Microsoft plans to deliver a big update to its Teams app that will help users better organize their chat experience with threaded conversations arriving in the middle of 2025.
Fortunately for some users, Microsoft is also providing some other customizations that will help with cleaning up its chat experience in Teams well before 2025, that include testing the ability to combine chats and channels into a single view.
According to a post from Microsoft’s Teams blog, users will soon be able to test out a new UX paradigm the chat app that brings together chat, teams, and channels into a single tabbed UI under the heading of Chat.
Microsoft plans to alert users to the new accessibility options in Teams Chat by employing a virtual assistant prompt that will walk through the new experience by helping them choose between Unread, Chat, Channels, Meetings, and Muted actions.

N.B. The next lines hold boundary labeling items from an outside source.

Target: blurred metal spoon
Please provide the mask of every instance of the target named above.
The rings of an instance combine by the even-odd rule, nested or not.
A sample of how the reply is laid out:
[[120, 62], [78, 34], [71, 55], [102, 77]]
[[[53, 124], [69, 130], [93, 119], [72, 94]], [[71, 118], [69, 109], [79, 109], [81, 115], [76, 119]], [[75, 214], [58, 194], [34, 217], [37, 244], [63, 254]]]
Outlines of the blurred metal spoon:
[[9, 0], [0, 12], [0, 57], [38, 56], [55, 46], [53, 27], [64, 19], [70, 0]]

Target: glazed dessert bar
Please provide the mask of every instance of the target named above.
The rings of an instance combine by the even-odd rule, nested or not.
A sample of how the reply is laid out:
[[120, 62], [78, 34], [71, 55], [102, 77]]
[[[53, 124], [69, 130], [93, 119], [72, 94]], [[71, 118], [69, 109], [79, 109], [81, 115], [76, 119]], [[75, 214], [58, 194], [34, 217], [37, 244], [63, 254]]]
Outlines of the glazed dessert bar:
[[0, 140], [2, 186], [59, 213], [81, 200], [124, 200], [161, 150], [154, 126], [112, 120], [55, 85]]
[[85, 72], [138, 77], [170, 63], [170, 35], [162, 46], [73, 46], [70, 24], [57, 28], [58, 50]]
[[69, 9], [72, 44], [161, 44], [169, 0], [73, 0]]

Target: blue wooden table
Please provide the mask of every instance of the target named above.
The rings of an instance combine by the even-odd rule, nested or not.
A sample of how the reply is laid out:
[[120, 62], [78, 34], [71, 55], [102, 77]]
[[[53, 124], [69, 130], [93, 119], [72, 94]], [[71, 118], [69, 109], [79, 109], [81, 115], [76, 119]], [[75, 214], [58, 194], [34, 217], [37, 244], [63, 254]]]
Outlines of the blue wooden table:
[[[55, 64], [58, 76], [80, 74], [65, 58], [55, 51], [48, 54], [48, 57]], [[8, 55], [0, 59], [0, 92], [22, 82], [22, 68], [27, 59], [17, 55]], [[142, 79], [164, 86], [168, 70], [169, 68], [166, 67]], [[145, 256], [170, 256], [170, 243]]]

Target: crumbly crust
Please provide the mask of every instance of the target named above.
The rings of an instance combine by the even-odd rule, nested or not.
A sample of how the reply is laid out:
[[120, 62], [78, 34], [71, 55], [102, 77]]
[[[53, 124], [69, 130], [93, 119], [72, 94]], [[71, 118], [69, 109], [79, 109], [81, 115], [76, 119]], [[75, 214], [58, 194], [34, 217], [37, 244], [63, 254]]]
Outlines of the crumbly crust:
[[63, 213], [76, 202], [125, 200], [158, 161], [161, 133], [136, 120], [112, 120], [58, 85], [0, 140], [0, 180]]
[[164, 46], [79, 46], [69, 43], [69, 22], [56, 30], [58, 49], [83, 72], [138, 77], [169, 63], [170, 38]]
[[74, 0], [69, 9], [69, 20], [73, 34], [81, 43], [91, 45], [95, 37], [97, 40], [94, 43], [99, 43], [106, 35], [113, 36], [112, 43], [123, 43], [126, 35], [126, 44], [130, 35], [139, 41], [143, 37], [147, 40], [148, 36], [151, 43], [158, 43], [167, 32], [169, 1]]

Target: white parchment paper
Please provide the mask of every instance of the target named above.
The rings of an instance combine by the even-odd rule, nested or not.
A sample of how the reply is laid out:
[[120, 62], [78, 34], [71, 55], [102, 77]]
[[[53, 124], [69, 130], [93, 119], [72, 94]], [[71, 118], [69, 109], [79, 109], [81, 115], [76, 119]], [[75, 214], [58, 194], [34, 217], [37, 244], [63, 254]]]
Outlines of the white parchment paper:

From there, users will also retain the ability to scour the entire Work area for more granular specifics via the universal search platform.
Most impressive from the announcement made today is the news that Microsoft is addressing concerns from users about navigating multiple conversations in Teams being a laborious task by providing AI-powered templated organizations options alongside user enabled grouped conversations.
The new chat and channels experience in Teams empowers you to personalize your work environment to fit your needs and organize your conversations the way you prefer to work. The new favorites section is available for everyone by default, bringing together all your pinned chats and channels from the previous experience, so you have one easy-to-access place of your top priority conversations. With custom sections, you can bring all relevant conversations on a project or topic together into one place, be it in chats, channels, meetings, Teams bots or AI agents. With up to 50 sections and 50 items per section, you can efficiently manage even the most complex projects.
Noga Ronen – Microsoft Teams Blog
Microsoft is also highlighting a new @mentions panel that isolates and filters messages where users are directly mentioned as well as a Go-To navigation that ushers’ users to frequently used conversations across chats and channels views. The Go-To pane can be accessed through use of the mouse or new keyboard shortcuts when Ctrl+G on Windows or Cmd+G on a Mac are pressed together.
Again, Microsoft is testing out these new features in a public preview set for next month, for both desktop and mobile apps, while broad availability won’t be seen until mid-2025.
If users are in any preview channels for Teams, they just need to select the Get Started button on the new pop up when their system gets enrolled in the testing phase.